A: When I talk about this it makes me feel very peaceful. (laughs) I’m overflowing with love from a variety of different places. First there’s my love for myself. I really feel the love and support from my fans and staff, and that’s very important to me and has allowed me to love myself. Until now I hadn’t experienced that sensation.


--You had a lot of songs that came from self-denial and self-hatred.


A: True. There was a time when I didn’t really like myself, and I wasn’t the type to appreciate what I had. But now I’ve learned how to love myself, and learned how to love other people. For example, any person has people that they love, and people that they hate, and people who they feel indifferent about. But I’ve come to learn you can learn something about yourself even from someone you don’t like, and that’s a chance you shouldn’t waste. There’s a reason inside yourself why you don’t like someone, and it doesn’t mean you should necessarily respect them, but understanding that reason is important. I’m thankful for learning this lesson. I had no understanding [of it] up until last year.


--Your perspective has really become positive. Why do you think that is?


A: A big part of that comes from my fans. I still have problems. There are times that are very painful and I feel like I’m going to die; the tears just don’t stop flowing. However, when I see the faces of the people who come to my concerts and feel that my songs are really reaching them, it seems like my painful times aren’t wasted. I can’t say how important my fans are to me. I really want them to know that.

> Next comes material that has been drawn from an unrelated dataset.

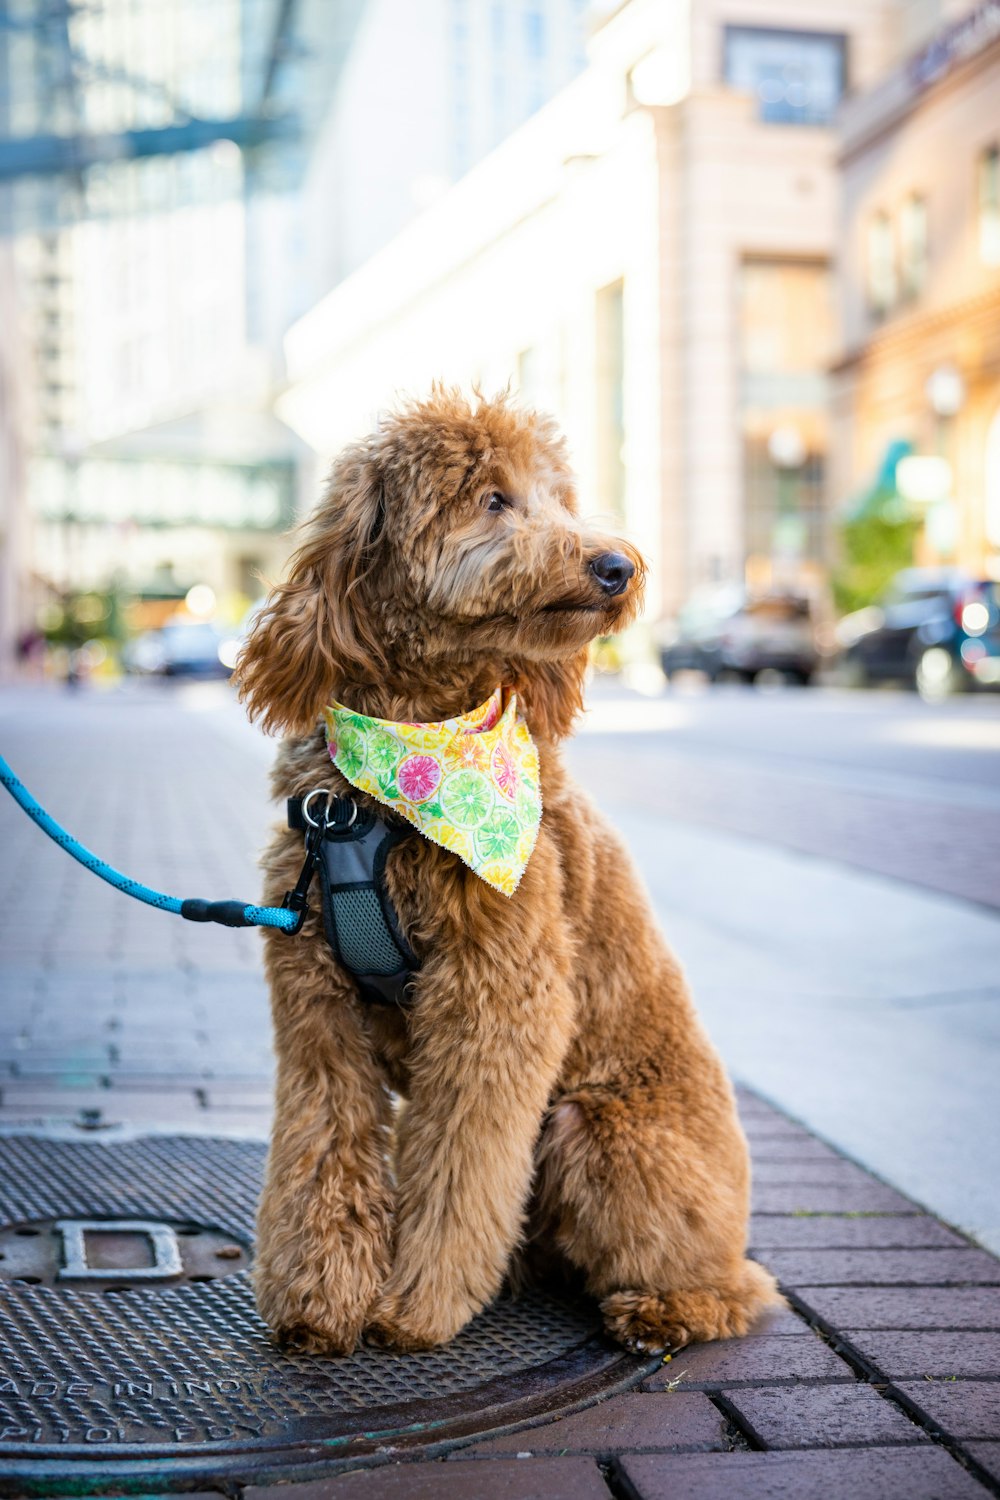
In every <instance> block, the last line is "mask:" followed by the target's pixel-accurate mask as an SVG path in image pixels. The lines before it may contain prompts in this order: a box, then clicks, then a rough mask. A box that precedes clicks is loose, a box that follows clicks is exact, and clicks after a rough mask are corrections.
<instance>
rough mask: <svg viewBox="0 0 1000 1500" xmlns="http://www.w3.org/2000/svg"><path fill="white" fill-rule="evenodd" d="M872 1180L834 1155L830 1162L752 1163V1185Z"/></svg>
mask: <svg viewBox="0 0 1000 1500" xmlns="http://www.w3.org/2000/svg"><path fill="white" fill-rule="evenodd" d="M873 1181H874V1179H873V1178H871V1175H870V1173H868V1172H865V1170H864V1167H858V1166H855V1163H853V1161H844V1158H843V1157H837V1155H834V1157H832V1160H829V1161H826V1160H822V1158H820V1160H816V1158H813V1157H807V1158H805V1160H804V1161H762V1160H754V1184H765V1182H768V1184H771V1182H778V1184H786V1185H789V1187H799V1185H805V1187H837V1185H841V1187H864V1188H867V1187H868V1185H870V1184H871V1182H873Z"/></svg>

Without an audience, there’s no reason to sing


--There are songs on the album about cheating and broken hearts and some difficult emotions, as well as an attitude about living life to the fullest. But the song “for you” is clearly directed to your fans, isn’t it?


A: I actually wrote that song while in the bathtub. I wanted it to be playful, but it turned into a much more serious song to express my gratitude to my fans.


--You sing, “Ongaeshi sasete yo” [“let me pay you back”].


A: It’s thanks to everyone that I became able to like myself, and I learned the power of happiness. This is a great gift, so I felt like I needed to find a way to pay it back. I felt much more negative years ago. I felt like life was like a confession. (laughs) But now I want to show my thanks, I want to return the favor. I get the power and I pay it back. It’s a never ending spiral of happiness.


--You also wrote the words “watashi ga utau riyuu” [“the reason I sing”] again.


A: I thought about it. Until now I had manipulated my singing so much I didn’t notice [my own voice], but when I had vocal cord surgery last year I really felt the how wonderful the simple gift of singing was. After the surgery I thought about what it would be like if I couldn’t sing again, and more than being worried about not having my voice back, I was first worried about not being able to share my voice with my fans. When I felt that, I realized the reason I sang had changed. Until now I wanted people to know who I was, but now I feel like I want to reach people.


--Are you saying you want to communicate with your listeners through music?


A: Yes, that’s right. Without everyone, there’s no reason to sing. Of course, even from the beginning I wanted to sing to connect with people, but back then it was just a push. Now I want to share back and forth with people. That’s why I want Mao Abe music now to resonate with my fans who have watched me. I’m Mao Abe because of them, and they give my singing meaning. This is not a half-baked love but a whole huge love.



John Thomas is a freelance translator and Japanese media reviewer.